Baettig Dominique · Nationalrat · Jura · Fraktion der Schweizerischen Volkspartei · 2009-09-09

Wortprotokoll

A l'article 34 alinéa 3, il est question du refus de la prise en charge des coûts par l'assurance obligatoire des soins d'une consultation destinée uniquement à l'obtention d'un certificat d'incapacité de travail pour une absence de trois jours au plus. Vous avez déjà entendu les principaux arguments; la commission a, par 12 voix contre 10 et 3 abstentions, rejeté la proposition Humbel.

Evidemment il est question ici de la médicalisation des conflits du travail. Il faut savoir aujourd'hui que par compassion, [PAGE 1390] peut-être excessive, les médecins - qui ne veulent d'ailleurs pas louper de diagnostic, car ils auraient bien trop peur de se faire traîner en justice - ont tendance à prescrire des arrêts de travail à ceux qui viennent chez eux et qui présentent des symptômes. J'imagine mal, moi qui suis médecin, que mes confrères aient tous le courage de dire à la fin de la consultation: "Vous n'avez rien de grave, vous pourriez quand même aller travailler."

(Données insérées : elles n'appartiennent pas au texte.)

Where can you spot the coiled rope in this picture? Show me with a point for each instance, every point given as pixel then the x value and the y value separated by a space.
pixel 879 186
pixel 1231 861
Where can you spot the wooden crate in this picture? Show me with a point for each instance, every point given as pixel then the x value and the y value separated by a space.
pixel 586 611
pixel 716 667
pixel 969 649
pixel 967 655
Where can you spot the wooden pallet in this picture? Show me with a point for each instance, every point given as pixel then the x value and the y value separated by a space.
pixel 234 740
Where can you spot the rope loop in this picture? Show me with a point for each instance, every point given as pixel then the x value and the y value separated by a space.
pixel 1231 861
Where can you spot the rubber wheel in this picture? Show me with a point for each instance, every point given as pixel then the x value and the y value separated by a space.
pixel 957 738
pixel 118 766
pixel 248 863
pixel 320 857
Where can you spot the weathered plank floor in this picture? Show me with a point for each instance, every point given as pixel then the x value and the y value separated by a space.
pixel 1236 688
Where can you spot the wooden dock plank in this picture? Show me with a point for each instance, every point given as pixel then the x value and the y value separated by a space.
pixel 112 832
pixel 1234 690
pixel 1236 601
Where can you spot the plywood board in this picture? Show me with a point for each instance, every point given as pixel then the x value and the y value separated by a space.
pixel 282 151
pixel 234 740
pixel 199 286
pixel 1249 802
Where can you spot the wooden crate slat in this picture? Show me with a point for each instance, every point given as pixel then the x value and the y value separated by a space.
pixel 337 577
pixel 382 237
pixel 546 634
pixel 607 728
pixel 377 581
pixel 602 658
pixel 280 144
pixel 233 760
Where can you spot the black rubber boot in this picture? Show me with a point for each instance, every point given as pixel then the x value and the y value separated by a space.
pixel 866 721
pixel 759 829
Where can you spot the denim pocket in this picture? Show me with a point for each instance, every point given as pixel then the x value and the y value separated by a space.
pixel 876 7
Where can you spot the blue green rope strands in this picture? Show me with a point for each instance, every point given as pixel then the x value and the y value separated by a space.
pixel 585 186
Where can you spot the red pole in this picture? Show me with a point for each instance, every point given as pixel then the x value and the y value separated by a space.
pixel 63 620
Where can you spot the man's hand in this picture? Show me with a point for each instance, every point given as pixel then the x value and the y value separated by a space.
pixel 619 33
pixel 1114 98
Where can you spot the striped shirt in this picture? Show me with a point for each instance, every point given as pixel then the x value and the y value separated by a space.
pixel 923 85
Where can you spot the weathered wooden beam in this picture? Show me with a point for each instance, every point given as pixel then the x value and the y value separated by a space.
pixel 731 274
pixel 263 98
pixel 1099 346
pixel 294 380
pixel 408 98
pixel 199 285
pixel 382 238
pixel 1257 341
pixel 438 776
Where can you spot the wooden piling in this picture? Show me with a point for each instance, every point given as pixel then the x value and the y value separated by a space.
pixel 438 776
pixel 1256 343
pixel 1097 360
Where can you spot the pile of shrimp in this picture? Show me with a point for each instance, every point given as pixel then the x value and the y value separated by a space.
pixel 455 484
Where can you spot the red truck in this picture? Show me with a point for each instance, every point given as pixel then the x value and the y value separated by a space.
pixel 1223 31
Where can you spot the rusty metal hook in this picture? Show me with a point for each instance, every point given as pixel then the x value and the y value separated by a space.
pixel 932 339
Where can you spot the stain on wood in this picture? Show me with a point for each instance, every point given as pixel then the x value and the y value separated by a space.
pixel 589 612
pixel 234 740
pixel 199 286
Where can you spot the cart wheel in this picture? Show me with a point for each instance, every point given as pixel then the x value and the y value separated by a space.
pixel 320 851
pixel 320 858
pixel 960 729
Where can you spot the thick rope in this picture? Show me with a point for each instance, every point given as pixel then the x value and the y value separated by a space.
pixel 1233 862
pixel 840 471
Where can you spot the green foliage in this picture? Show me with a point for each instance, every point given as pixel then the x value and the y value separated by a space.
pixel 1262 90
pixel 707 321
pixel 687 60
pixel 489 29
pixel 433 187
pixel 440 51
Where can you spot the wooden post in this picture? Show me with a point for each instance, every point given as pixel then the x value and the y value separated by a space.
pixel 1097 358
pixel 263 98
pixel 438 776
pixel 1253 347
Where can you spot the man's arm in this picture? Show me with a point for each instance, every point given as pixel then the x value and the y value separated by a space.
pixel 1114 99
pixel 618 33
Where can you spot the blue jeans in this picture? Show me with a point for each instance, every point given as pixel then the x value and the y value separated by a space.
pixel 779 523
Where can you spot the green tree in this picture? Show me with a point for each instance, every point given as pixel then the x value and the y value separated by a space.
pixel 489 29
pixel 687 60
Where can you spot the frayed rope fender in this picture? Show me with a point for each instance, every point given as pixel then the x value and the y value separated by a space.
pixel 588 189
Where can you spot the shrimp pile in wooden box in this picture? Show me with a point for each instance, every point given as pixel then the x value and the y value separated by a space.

Aujourd'hui, le travail est perçu comme étant une source de maladie et il y a toute une logique systémique, collective qui rend ce processus difficile. Les abus sont bien sûr toujours possibles, mais on imagine mal un patient aller chez son médecin et abattre ses cartes d'emblée en disant qu'il a juste besoin d'un certificat pour justifier trois jours d'arrêt de travail. On ne se rend compte qu'après coup que la consultation a été abusive. Donc, comme cela a été dit dans le débat, il est difficile de régler cette question puisqu'on ne se rend compte qu'après coup du but de la consultation.

Il est bien sûr abusif que la caisse-maladie doive payer les frais d'une consultation injustifiée, mais cette question - selon la majorité de la commission - relève plutôt du Code des obligations et du droit du travail.

C'est la raison pour laquelle la commission a rejeté la proposition Humbel.